Database Credentialed Access
Published: Sept. 19, 2019. Version: 2.0.0
MIMIC-CXR paper published! (Feb. 10, 2020, 4:06 p.m.)
A journal article describing the MIMIC-CXR database was recently published in Scientific Data. The article provides detail regarding the collection, curation, and processing done in order to create the database. The article is open access and available online .
The database has also been preprocessed into compressed JPG format images, which have been made available on PhysioNet as the MIMIC-CXR-JPG Database. The database includes labels extracted from the free-text reports using publicly available tools. You can read more about the creation of this resource in our arXiv preprint .
Finally, we have created the mimic-cxr GitHub repository for collaborative code development on MIMIC-CXR . The code used to generate MIMIC-CXR-JPG from MIMIC-CXR is available in the repository already. We welcome code contributions from all users, and we encourage discussion of the data via the GitHub issues.
 Johnson AE, Pollard TJ, Berkowitz SJ, Greenbaum NR, Lungren MP, Deng CY, Mark RG, Horng S. MIMIC-CXR, a de-identified publicly available database of chest radiographs with free-text reports. Scientific Data. 2019;6.
 Johnson AE, Pollard TJ, Greenbaum NR, Lungren MP, Deng C-Y, Peng Y, Lu Z, Mark RG, Berkowitz SJ, Horng S. MIMIC-CXR-JPG, a large publicly available database of labeled chest radiographs. arXiv preprint arXiv:1901.07042. 2019.
Johnson, A., Pollard, T., Mark, R., Berkowitz, S., Horng, S. (2019). MIMIC-CXR Database (version 2.0.0). PhysioNet. https://doi.org/10.13026/C2JT1QAdditionally, please cite the original publication:
Johnson, A.E.W., Pollard, T.J., Berkowitz, S.J. et al. MIMIC-CXR, a de-identified publicly available database of chest radiographs with free-text reports. Sci Data 6, 317 (2019). https://doi.org/10.1038/s41597-019-0322-0Please include the standard citation for PhysioNet:
Goldberger AL, Amaral LAN, Glass L, Hausdorff JM, Ivanov PCh, Mark RG, Mietus JE, Moody GB, Peng C-K, Stanley HE. PhysioBank, PhysioToolkit, and PhysioNet: Components of a New Research Resource for Complex Physiologic Signals (2003). Circulation. 101(23):e215-e220.
The MIMIC Chest X-ray (MIMIC-CXR) Database v2.0.0 is a large publicly available dataset of chest radiographs in DICOM format with free-text radiology reports. The dataset contains 377,110 images corresponding to 227,835 radiographic studies performed at the Beth Israel Deaconess Medical Center in Boston, MA. The dataset is de-identified to satisfy the US Health Insurance Portability and Accountability Act of 1996 (HIPAA) Safe Harbor requirements. Protected health information (PHI) has been removed. The dataset is intended to support a wide body of research in medicine including image understanding, natural language processing, and decision support.
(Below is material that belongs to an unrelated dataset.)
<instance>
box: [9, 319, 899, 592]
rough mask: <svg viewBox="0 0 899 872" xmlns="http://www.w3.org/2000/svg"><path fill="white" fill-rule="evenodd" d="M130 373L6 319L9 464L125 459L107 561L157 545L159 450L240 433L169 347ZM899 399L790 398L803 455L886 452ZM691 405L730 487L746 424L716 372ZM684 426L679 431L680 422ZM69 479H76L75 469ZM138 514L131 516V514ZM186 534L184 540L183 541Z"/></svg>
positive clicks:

Chest radiography is a common imaging modality used to assess the thorax and the most common medical imaging study in the world. Chest radiographs are used to identify acute and chronic cardiopulmonary conditions, verify that devices such as pacemakers, central lines, and tubes are correctly positioned, and to assist in related medical workups. In the U.S., the number of radiologists as a percentage of the physician workforce is decreasing . and the geographic distribution of radiologists favors larger, more urban counties . Delays and backlogs in timely medical imaging interpretation have demonstrably reduced care quality in such large health organizations as the U.K. National Health Service  and the U.S. Department of Veterans Affairs . The situation is even worse in resource-poor areas, where radiology services are extremely scarce. As of 2015, only 11 radiologists served the 12 million people of Rwanda , while the entire country of Liberia, with a population of four million, had only two practicing radiologists . Accurate automated analysis of radiographs has the potential to improve the efficiency of radiologist workflow and extend expertise to under-served regions.
The creation of MIMIC-CXR required handling three distinct data modalities: electronic health record data, images (chest radiographs), and natural language (free-text reports). These three modalities were processed approximately independently and ultimately combined to create the database.
Electronic health record
The BIDMC operates a locally built electronic health record (EHR) to store and process clinical data. A collection of images associated with a single report is referred to as a study. We queried the BIDMC EHR for chest x-ray studies made in the emergency department between 2011 - 2016, and extracted the set of patient identifiers associated with these studies. We subsequently extracted all chest x-ray studies for this set of patients between 2011 - 2016. For anonymization purposes, two sets of random identifiers were generated. First, a random identifier was generated for each patient in the range 10,000,000 - 19,999,999, which we refer to as the
subject_id. Each patient was also assigned a date shift which mapped their first index admission year to a year between 2100 - 2200. This ensures anonymity of the data while preserving the relative chronology of patient information, which is crucial for appropriate processing of the data. Second, each report was associated with a single unique identifier. We generated a random identifier for each study in the range 50,000,000 - 59,999,999. We refer to the anonymized study identifier as the
study_id. As multiple images may be associated with the same study (e.g. one frontal and one lateral image), multiple images in MIMIC-CXR have the same
study_id. Finally, a random 40 character hash was generated for each individual image file. These hashes are unique to each image.
Chest radiographs were sourced from the hospital picture archiving and communication system (PACS) in Digital Imaging and Communications in Medicine (DICOM) format. DICOM is a common format for medical images which facilitates interoperability of many distinct medical devices. Put simply, the DICOM format contains structured meta-data associated with one or more images, and the DICOM standard stipulates strict rules around the structure of this information.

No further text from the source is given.